Export can be challenging. Language barriers, cultural discrepancies and local red tape are some hurdles few businesses manage to overcome.
This is especially true in a country like China where undertakings like animal testing are expressly required to receive certification for sale, and broadly speaking exporting into Asia where being able to translate marketing material can prove problematic.
These are just some of the roadblocks faced by Jones as his business MooGoo, founded 14 years ago in Burleigh Heads, Gold Coast, becomes an internationally renowned skincare brand.
"English-speaking markets like the UK, US and New Zealand are receptive to MooGoo because we can do it our way there because we speak the language. It's that simple," says Jones.

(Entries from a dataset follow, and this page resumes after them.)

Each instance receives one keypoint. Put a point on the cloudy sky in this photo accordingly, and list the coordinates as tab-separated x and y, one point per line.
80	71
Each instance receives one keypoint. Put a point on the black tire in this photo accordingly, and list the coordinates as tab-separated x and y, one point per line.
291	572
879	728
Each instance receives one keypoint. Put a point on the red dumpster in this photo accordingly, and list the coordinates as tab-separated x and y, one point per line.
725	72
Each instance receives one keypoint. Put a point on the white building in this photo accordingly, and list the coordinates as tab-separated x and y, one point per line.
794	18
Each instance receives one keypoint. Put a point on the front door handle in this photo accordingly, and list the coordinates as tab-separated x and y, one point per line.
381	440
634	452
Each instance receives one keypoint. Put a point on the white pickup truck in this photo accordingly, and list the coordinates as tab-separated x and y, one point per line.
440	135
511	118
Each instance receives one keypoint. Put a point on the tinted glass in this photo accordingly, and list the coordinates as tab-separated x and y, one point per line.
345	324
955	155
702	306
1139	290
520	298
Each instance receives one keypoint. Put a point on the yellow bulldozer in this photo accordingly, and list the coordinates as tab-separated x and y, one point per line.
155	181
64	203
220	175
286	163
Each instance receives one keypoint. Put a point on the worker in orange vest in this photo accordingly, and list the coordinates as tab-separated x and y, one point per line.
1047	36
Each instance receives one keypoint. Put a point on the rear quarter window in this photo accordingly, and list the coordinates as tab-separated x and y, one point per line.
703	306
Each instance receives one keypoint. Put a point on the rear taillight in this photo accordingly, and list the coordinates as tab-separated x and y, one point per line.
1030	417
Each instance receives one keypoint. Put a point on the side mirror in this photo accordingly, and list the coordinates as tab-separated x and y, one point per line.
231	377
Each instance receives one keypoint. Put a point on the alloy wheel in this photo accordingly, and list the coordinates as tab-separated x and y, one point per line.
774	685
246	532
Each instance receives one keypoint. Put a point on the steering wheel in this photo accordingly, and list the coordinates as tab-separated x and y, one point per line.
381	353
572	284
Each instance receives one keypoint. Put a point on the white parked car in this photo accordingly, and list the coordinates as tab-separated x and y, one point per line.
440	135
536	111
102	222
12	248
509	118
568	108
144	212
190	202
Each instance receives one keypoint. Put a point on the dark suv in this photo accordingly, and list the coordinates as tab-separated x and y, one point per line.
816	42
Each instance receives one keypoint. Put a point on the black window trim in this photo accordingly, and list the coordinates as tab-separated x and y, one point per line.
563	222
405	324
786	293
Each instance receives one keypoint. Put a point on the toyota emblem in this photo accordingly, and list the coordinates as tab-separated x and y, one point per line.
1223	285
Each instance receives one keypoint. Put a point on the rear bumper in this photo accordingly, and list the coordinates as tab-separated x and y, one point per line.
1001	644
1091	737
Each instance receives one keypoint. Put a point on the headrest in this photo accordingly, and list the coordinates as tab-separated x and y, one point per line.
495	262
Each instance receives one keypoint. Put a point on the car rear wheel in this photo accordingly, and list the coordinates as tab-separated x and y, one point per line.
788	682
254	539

"In other markets we've burned a few times with people that promise a lot but because you don't speak the language, you can't read the language, you aren't sure what they're actually doing. What they're doing is things that are either useless or they're not doing anything at all."
While these problems are relatively common to most Australians attempting to export overseas, MooGoo and other skincare brands share a problem in common when it comes to China: animal testing.
As a result, Craig says he's had to find alternative routes into the massive market via things like Daigou.
"Our future in China will be online only, because we have a lot of Chinese Australians that like MooGoo. But we haven't broken through properly into the Daigou market, though we do between $300,000 and $400,000 in the Daigou market, but when you compare it to how A2 Milk does with export to China it isn't that much," laughs Craig.
At the heart of the brand's success in its major markets is of course its dedication to selling a natural remedy. But Craig says just slapping "natural" on the bottle and calling it a day is not enough for consumers these days; the product needs to work.
"What we're about is making a product using ingredients that I'm happy to use, I'm happy to give it to my children, and it works," says Craig.
"What we're trying to do is make something that's healthy for you, and not try and exploit that 'natural' trend."
This month MooGoo is ramping up its eco efforts and offering discounted refills of most of its products to celebrate Plastic Free July.
Visitors to the company's carbon neutral facility, which already uses solar power and recycles its own water, can not only get refills but prizes and giveaways are up for grabs too.
"Usually MooGoo has a Refill Event once a month and so far we have saved 2,935 plastic bottles - that's 147kg of plastic that has been reused," says Craig.
At MooGoo we're planet lovers and we just don't say it because is cool now - we actually try to support that claim in every way we can. We know we can't go 100 per cent plastic free but we try our best."
"One of those ways is trying to reduce the amount of plastic bottles we use and encourage our customers to do it as well. That's why we have our Refill Events, and we also launched our one litre sizes and five litres sizes to encourage our customers to buy bulk and refill."
"Our tubes are made with 30 per cent post-consumer recycled (PCR) and are recyclable at end of life, and we make our bottles with plastic that would have otherwise gone to landfill, and we're make our products in Australia, reducing our carbon footprint."
As for the future of MooGoo, Craig says it is sometimes impossible to predict which way the tide will take the business but he is more than proud of what he's already built.
"The difficulty is, things change so quickly that you have to be reactive to some extent," says Craig.
"You never know which way things are going to go. Three or four years ago, Chemist Warehouse was just a blip on the radar."
"All I want now is not just for me to be happy in my job, but my colleagues to be happy too. My aim is just job satisfaction. We are not on the lookout for stock market listing or anything in particular right now I just want to be satisfied, which I am."